Mentre in parlamento si continua a discutere per apportare piccole modifiche all’Ape social, le pensioni sono già il tema più caldo della campagna elettorale. E se il governo dopo mesi di trattative con i sindacati ha stanziato se va bene qualche centinaio di milioni per scontare 5 mesi di età pensionabile a 10mila persone, il M5s promette di risparmiare miliardi per abolire tutta la riforma Fornero.

La bomba l’ha sganciata Luigi Di Maio venerdì mattina a Radio Anch’io: «Si possono risparmiare 12 miliardi tagliando le pensioni d’oro e cancellare la Fornero». Il Pd ha impiegato una giornata buona per reagire. E ieri mattina Matteo Renzi ha contrattaccato, calcolatrice alla mano. Per risparmiare 12 miliardi servirebbe un contributo di solidarietà sulle pensioni fino a 2.300 euro al mese, un tetto troppo basso: «Ci rendiamo conto? Qualcuno può legittimamente dire che duemila euro di pensione sono una pensione d’oro? A noi sembra folle», scrive su facebook il segretario Pd. La controrisposta del M5s è stato specificare che il risparmio era su base triennale e non in un solo anno, riducendo così l’entità del taglio alle pensioni sopra i 5mila euro. Accusando il Pd di voler distogliere l’attenzione dall’affaire Boschi: «Per noi le pensioni d’oro sono quelle che vanno da 5mila euro in su. Al Pd invece non interessa nulla di tagliare le pensioni d’oro, ma solo di utilizzare questo argomento per coprire lo scandalo sulle banche che coinvolge Maria Elena Boschi», ha detto Di Maio visitando una azienda del Padovano.
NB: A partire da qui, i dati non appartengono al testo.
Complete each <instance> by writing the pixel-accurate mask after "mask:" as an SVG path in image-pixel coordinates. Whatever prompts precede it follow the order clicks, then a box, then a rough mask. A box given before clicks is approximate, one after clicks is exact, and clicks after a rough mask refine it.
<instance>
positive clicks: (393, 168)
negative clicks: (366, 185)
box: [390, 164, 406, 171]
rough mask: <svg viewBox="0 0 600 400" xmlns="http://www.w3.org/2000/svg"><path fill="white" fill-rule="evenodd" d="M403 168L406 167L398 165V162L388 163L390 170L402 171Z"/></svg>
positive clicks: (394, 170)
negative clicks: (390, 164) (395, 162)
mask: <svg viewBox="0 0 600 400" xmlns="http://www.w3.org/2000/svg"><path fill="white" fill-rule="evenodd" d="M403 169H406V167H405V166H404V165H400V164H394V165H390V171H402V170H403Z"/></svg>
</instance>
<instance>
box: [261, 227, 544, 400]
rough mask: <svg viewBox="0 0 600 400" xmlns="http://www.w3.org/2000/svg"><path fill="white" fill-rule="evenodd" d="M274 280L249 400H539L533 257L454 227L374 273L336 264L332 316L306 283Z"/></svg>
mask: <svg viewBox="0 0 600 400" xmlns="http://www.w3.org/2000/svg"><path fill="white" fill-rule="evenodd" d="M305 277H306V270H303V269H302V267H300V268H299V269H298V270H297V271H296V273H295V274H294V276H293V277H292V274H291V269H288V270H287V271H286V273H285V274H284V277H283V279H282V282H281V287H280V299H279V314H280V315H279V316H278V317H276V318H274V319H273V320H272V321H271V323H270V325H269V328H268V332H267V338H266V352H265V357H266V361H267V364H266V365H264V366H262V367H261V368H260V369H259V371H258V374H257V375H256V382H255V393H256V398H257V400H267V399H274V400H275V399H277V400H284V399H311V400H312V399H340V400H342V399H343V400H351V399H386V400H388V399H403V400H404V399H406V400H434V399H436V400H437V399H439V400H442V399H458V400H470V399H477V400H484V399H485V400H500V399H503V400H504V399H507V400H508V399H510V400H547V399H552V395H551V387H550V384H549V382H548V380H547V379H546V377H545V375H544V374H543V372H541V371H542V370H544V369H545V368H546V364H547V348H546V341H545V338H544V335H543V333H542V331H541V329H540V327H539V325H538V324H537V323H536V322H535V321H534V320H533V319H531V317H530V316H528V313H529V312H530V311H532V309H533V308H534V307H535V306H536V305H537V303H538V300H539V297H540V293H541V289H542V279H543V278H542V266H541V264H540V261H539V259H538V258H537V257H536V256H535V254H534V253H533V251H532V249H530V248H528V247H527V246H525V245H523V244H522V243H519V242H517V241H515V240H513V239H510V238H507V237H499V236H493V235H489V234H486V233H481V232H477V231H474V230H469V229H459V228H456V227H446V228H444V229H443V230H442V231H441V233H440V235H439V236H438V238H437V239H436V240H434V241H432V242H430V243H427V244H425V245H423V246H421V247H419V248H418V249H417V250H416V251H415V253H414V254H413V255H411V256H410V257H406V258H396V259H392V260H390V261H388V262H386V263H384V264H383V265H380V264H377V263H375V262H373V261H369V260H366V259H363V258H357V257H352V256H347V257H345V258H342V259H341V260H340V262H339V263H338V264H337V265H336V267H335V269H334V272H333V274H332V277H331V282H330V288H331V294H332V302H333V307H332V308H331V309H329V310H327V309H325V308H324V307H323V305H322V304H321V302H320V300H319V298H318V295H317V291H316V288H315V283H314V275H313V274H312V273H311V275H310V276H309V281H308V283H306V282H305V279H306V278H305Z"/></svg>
La querelle contabile però mette in secondo piano un tema politico cruciale. Pd e centristi a parte, tutte le altre forze politiche – da sinistra a destra – propongono di “abolire” la riforma Fornero. Una posizione che il Pd definisce “demagogica” – allo stesso modo della promessa di Berlusconi di aumentare le pensioni minime a mille euro al mese – ma che lo mette oggettivamente in difficoltà visto che solo un mese fa il ministro Pier Carlo Padoan ha confermato il principio dell’adeguamento dell’età pensionabile all’aspettativa di vita, un meccanismo cardine della Fornero che fatalmente in prospettiva manderà i lavoratori in pensione oltre i 70 anni.

La riforma Fornero è il caposaldo dell’austerity: con il decreto SalvaItalia imposto dalla famosa lettera della Bce del 2011 i risparmi sul bilancio pensionistico dello Stato – circa 80 miliardi in soli 10 anni – sono già stati messi a riduzione del debito pubblico. E quindi per i dettami dell’Europa sono intoccabili. E allora per rimediare ai danni sociali di quella riforma – l’innalzamento immediato di 6-7 anni dell’età pensionabile con il dramma delle centinaia di migliaia di esodati – sono stati spesi almeno 11 miliardi con provvedimenti spot, come le otto Salvaguardie.

La fine – da tutti auspicata, perfino da Renzi – dell’austerity potrebbe però rimettere in discussione questo dogma. Aprendo la strada a tornare a fare della previdenza pubblica un sistema redistributivo invece che il bancomat a cui si è attinto negli anni della crisi.

L’aspetto su cui molti partiti spingono è quello dell’equità generazionale ma al momento l’unica certezza è che i pensionati hanno visto ridurre i propri assegni e i lavoratori – anziani e giovani – vedono il traguardo della pensione come una chimera. Mentre la proposta di una pensione di garanzia attorno ai mille euro per i giovani che hanno carriere lavorative precarie e contributive discontinue non è stata nemmeno inserita in legge di bilancio dal Pd, nonostante non costi niente visto che prevedrebbe contributi aggiuntivi pagati dallo Stato solo quando i precari cominceranno ad andare in pensione e quindi dopo il 2040.